WECT and other local media have been interviewing Cape Fear school officials and parents about the national furor over President Obama’s upcoming address to schoolchildren. For the most part, public concern about the speech is being treated as baseless:
“This is a politically benign yet very, very powerful statement that the President is making.” said Elizabeth Redenbaugh with the New Hanover Co. Board of Education. “He is telling students to stay in school, to study hard, to get educational goals, and to take responsibility for their education. And that’s a message I want every single child in New Hanover County to hear.”
While there are some Americans who will always object to such speeches — both Bush 41 and Reagan drew Democratic criticism for school addresses critics portrayed as “partisan” — the initial wave of criticism of Obama’s planned speech was not baseless, because it wasn’t simply based on an announcement. It really stemmed from the text of lesson plans prepared for the event:
The White House said Wednesday that the president’s address is intended to be an inspirational, pro-education message to all students at the beginning of the school year. But critics objected to the language of one of the lesson plans, for students in pre-kindergarten through grade 6, which suggested that students “write letters to themselves about what they can do to help the president.” Another assignment for students after hearing the speech was to discuss what “the president wants us to do.”
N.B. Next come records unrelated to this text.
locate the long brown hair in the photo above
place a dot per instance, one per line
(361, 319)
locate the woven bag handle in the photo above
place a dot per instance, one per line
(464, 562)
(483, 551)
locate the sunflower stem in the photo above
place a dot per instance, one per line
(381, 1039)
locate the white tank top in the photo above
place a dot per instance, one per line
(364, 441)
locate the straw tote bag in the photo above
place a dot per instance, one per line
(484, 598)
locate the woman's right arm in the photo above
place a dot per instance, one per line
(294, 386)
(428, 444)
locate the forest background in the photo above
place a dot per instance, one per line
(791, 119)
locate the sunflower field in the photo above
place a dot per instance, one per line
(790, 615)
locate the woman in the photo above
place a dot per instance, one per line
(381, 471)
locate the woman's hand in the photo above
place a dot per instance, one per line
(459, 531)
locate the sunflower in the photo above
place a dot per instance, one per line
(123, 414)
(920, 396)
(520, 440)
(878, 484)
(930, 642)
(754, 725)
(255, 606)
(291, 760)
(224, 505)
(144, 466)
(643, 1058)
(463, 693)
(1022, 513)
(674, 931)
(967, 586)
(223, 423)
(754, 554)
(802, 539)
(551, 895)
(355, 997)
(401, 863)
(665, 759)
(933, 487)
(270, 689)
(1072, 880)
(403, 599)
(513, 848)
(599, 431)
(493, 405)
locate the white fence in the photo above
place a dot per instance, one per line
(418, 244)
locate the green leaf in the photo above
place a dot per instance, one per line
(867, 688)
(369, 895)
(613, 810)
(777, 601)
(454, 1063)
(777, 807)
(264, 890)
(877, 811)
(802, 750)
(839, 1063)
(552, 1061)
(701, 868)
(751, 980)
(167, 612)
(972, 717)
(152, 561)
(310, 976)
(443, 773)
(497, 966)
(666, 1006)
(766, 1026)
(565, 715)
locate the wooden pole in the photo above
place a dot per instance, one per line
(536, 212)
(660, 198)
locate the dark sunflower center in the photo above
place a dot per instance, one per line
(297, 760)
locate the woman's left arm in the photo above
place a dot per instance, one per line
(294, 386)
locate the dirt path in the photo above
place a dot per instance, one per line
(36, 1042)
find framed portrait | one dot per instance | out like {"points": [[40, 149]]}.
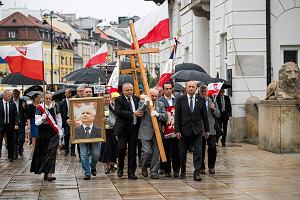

Essentially, then, the president’s political problem here originated not with partisan critics but with staffers and education officials with poor judgment. Many viewers are also responding to the prospect of the Obama speech having watched a pretty creepy video, prepared by Obama supporters, that has celebrities speaking to kids about, among other things, supporting some of the president’s policy agenda:
Is this all an overreaction? Some might see it that way. But let’s get the story right.